Whether in the 1960s, 1980s, or the 2000s, the aim remained to legitimise the regime on the basis of growth, which was in turn helped by aid, and assent for international financial flows from the US. In the 1960s and 1980s, we were partners in the Cold War, and in the 2000s, in the embarrassment that was called the ‘War on Terror’.

Institutions and the capacity for independent thinking and developing indigenous solutions were largely irrelevant for these times. The focus remained on enforcement of the reveries of the person at the helm. The democratic times, in the precious few windows they were permitted, were only nominally democratic. Political governments were weak and remained on edge.

But there was also an opportunity for politicians in, what Oscar Wilde would call feigning the ‘charm of weakness’. Political governments were absolved of responsibility. While dictatorships did derail the establishment of institutions, a political byproduct of this was the facility of conveniently accusing the military for essentially every issue that got out of the politicians’ hands.
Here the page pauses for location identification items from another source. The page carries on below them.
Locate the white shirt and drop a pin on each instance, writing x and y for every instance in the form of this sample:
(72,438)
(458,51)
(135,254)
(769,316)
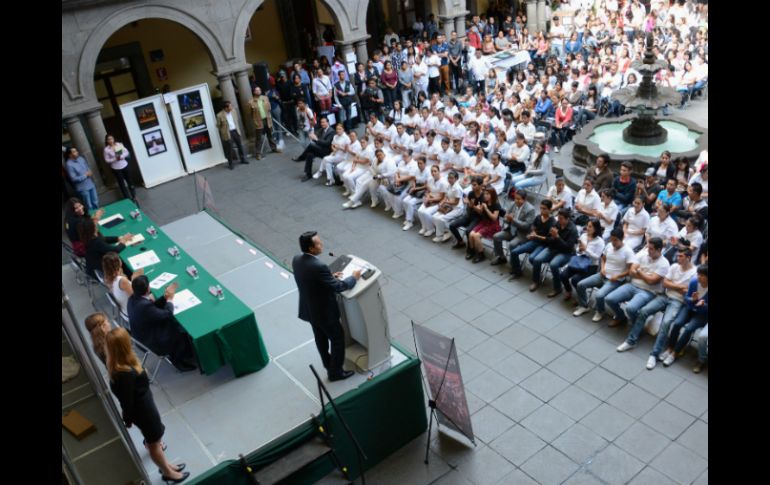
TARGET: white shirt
(588,202)
(608,212)
(230,122)
(617,260)
(520,153)
(678,276)
(594,248)
(565,195)
(649,266)
(501,170)
(665,230)
(433,63)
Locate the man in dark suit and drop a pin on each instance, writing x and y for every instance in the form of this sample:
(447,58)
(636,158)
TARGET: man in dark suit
(154,325)
(318,304)
(320,146)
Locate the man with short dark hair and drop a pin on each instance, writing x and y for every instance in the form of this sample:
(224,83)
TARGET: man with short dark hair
(154,325)
(646,281)
(227,122)
(318,304)
(536,239)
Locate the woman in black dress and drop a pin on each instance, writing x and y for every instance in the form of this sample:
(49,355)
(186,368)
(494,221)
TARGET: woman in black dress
(130,384)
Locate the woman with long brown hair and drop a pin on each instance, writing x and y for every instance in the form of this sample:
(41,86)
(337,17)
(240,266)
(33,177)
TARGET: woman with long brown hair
(130,384)
(116,280)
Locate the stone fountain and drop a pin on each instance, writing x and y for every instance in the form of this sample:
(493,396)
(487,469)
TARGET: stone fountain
(640,137)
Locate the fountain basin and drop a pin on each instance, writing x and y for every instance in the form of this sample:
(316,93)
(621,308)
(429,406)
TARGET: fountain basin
(685,139)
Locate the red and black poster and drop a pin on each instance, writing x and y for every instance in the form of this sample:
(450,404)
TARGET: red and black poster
(439,359)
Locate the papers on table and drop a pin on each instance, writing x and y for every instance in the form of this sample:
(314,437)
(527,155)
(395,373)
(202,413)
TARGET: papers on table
(144,259)
(161,280)
(184,300)
(136,239)
(111,221)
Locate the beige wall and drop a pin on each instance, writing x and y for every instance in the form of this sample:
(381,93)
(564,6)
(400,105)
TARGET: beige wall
(267,43)
(186,59)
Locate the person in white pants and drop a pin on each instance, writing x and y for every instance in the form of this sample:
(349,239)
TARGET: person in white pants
(453,208)
(406,173)
(418,190)
(351,151)
(338,154)
(436,193)
(358,167)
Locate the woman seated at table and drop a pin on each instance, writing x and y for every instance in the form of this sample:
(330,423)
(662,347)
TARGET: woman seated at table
(97,245)
(116,280)
(75,213)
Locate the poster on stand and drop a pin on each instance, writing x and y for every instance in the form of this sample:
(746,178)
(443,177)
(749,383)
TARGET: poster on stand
(196,127)
(152,137)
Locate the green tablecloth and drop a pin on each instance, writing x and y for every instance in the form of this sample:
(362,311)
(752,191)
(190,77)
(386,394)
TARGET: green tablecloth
(223,332)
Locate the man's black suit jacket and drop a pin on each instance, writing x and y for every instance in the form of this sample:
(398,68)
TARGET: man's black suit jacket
(153,323)
(317,287)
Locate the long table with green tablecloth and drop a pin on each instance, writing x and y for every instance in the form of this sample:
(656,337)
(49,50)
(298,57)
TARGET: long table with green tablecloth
(222,331)
(384,414)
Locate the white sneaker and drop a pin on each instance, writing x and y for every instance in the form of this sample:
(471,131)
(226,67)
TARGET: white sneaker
(651,362)
(580,310)
(625,346)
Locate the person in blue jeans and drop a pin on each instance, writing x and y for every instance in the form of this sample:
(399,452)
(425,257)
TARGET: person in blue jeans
(536,239)
(646,281)
(671,303)
(81,176)
(703,350)
(696,317)
(560,246)
(615,265)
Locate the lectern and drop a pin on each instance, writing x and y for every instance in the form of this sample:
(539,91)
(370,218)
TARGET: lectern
(364,317)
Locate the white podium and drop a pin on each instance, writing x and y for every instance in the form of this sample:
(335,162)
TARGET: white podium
(364,317)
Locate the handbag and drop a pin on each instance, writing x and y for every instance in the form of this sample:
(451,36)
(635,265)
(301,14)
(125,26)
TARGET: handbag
(579,262)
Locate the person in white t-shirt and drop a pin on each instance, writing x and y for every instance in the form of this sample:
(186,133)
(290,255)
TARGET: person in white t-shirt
(450,208)
(418,189)
(338,154)
(671,302)
(615,265)
(635,223)
(646,281)
(560,195)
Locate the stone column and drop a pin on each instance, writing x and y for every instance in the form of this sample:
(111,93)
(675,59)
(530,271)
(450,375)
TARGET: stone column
(460,25)
(361,51)
(541,17)
(531,16)
(448,23)
(80,141)
(228,93)
(244,90)
(98,132)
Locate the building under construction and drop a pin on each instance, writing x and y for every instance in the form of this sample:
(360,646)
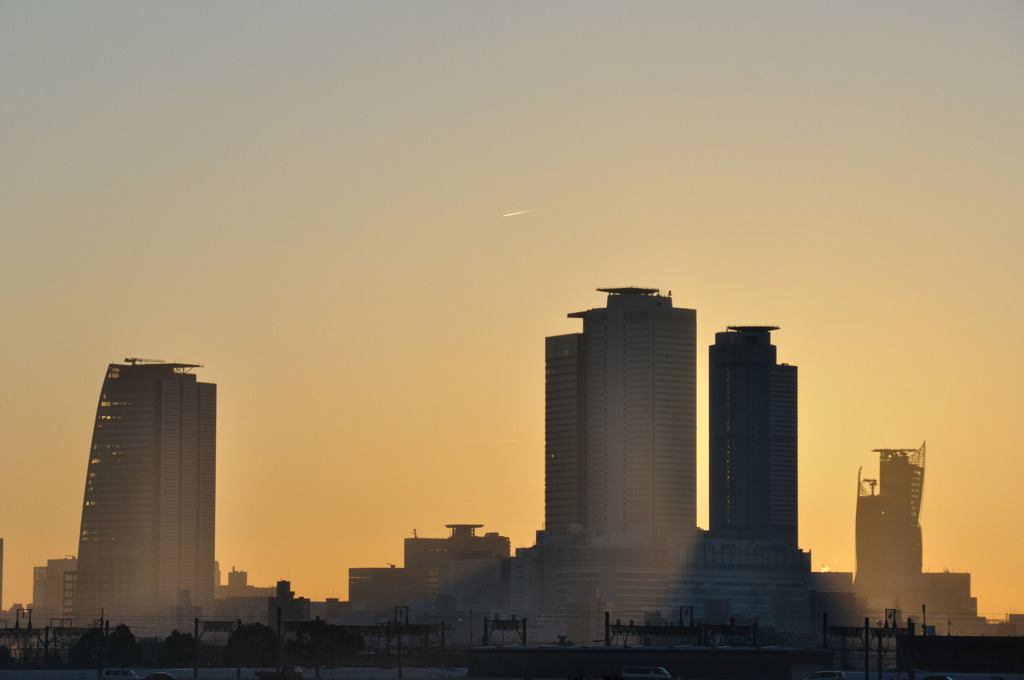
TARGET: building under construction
(889,550)
(889,542)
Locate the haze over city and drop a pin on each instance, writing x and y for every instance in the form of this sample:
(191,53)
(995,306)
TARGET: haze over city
(364,219)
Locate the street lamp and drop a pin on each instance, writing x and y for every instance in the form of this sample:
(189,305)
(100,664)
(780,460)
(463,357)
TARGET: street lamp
(17,618)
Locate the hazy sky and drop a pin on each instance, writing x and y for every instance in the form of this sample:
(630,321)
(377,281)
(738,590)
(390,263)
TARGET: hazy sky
(308,199)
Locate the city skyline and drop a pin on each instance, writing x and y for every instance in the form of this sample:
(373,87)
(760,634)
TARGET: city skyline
(365,219)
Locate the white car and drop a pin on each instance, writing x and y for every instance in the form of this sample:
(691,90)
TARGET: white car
(826,675)
(645,673)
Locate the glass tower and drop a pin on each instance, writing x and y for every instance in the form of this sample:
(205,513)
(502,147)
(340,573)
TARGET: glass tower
(146,540)
(621,422)
(753,437)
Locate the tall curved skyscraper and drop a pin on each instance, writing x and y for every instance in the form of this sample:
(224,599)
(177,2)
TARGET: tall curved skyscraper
(146,541)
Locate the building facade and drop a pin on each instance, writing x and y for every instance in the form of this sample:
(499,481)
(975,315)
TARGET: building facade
(146,540)
(621,423)
(889,539)
(753,437)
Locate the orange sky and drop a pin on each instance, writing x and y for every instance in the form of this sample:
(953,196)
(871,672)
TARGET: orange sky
(307,200)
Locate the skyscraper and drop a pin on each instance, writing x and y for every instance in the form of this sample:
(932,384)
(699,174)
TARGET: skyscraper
(753,437)
(621,422)
(889,541)
(147,515)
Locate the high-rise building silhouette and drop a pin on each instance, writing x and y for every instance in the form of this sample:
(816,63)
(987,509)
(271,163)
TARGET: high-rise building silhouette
(621,422)
(889,541)
(146,541)
(753,437)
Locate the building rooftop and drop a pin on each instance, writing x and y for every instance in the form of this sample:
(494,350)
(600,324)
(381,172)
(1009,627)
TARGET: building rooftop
(630,291)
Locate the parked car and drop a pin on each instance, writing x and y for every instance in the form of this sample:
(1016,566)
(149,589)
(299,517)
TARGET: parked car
(118,674)
(826,675)
(645,673)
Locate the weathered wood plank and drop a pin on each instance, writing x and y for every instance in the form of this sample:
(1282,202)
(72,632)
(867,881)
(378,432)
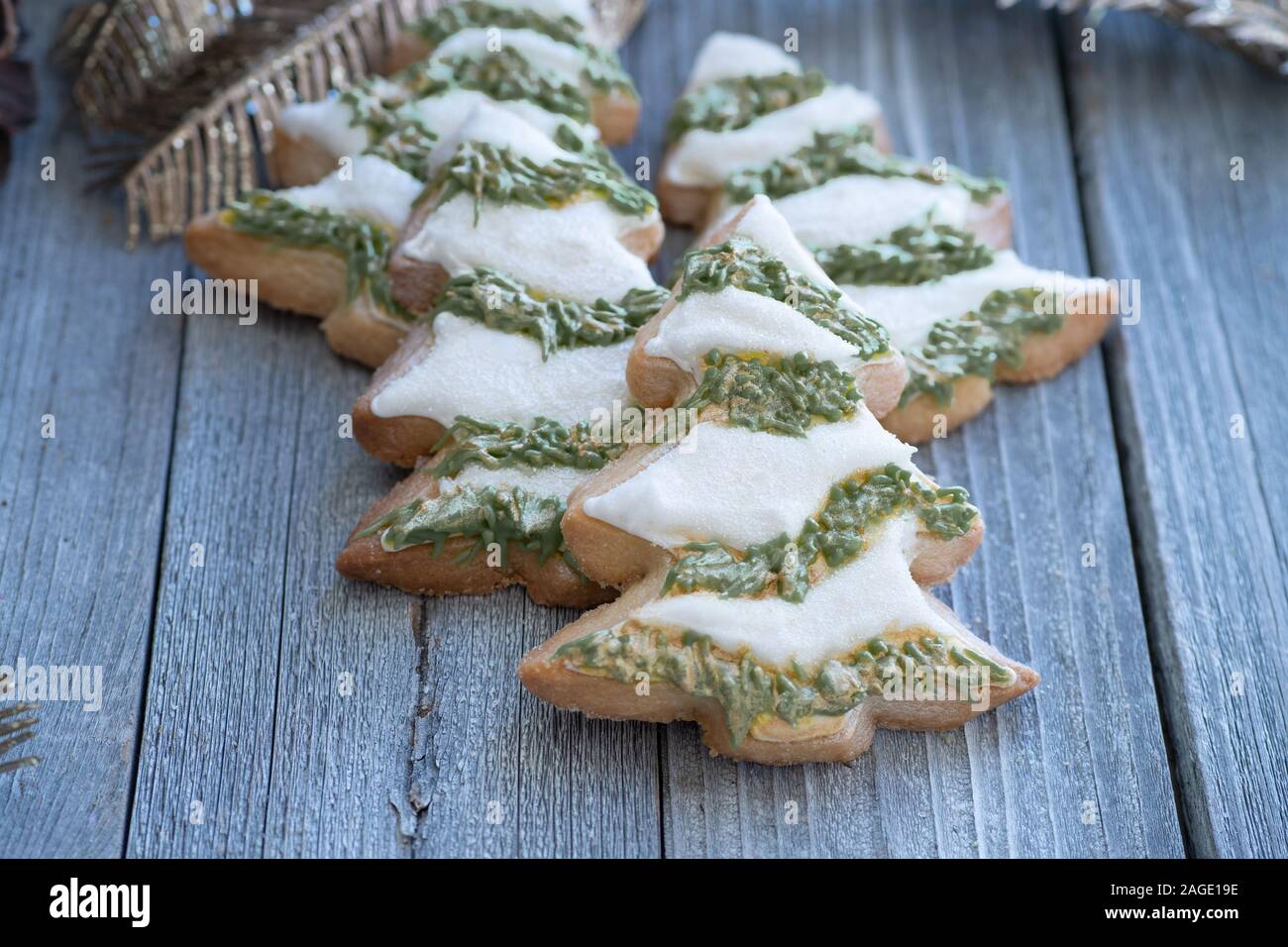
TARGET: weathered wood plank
(1159,118)
(1078,768)
(80,513)
(432,733)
Thus, the unrelenting interruptions of democratic governments by autocratic regimes created problems that extended into relatively democratic times. In terms of economics, unless someone is naive enough to calculate the average of erratic values, Pakistan, unlike other South Asian countries, did not develop a long-term growth trend.

What about the shorter run? The time horizon of five years for a country like Pakistan was always daunting. Each government faced a trade-off between long-term reforms that could benefit the country and short-term spen­­ding on flashy projects that would charm the voters.

No rational politician would choose the former. Even if someone did take the plunge, longer-term projects and reforms were sabotaged by the governments that followed to prevent the initiator from gaining political mileage.

So things turned out to be even more testing in the shorter run.

Enter Khan. Pressed by his ambition and grand promises on one hand, and limited time and resources on the other, what transpired was a terribly mercurial policy. Ministries in a constant state of flux, bureaucracy in perpetual rotation, a new adversary provoked every dawn — it has been chaos.

The latest is the fate of the IMF-programme which hangs in the balance with Shaukat Tarin, a Fund-sceptic, chosen to head finance. If his interviews are any indication of his thou­g­­ht process, there is confusion on the monetary vis-à-vis fiscal functions of the economy. His sol­ution begins with lowering the policy rate, goes to bringing down inflation simultaneously, and proceeds seamlessly into the blessed land of economic growth. How this will be seen by the clear-headed State Bank chief Dr Reza Baqir and the IMF is anybody’s guess.

To revert, when the economy was already under stress due to the double curse of stagnation and inflation (stagflation), the government created a new crisis. The confidence that was just developing from the improvement in exports, an increase in remittances and the strengthening of the rupee (one of the best-performing currencies in 2021) reflected in the successful issuance of the Eurobonds, received a fresh blow — not from Brutus but from Caesar himself.

Khan Sahib, thanks to his illustrious cricketing past, still seems to cherish his aggressiveness and unpredictability. But what he considers daring and bold, the markets see as unthoughtful and erratic. Ad hoc and inconsistent policymaking in the shorter and longer term needs to change for good, if a real change there is to be. Will it?

The writer teaches economics and development at SZABIST, Islamabad.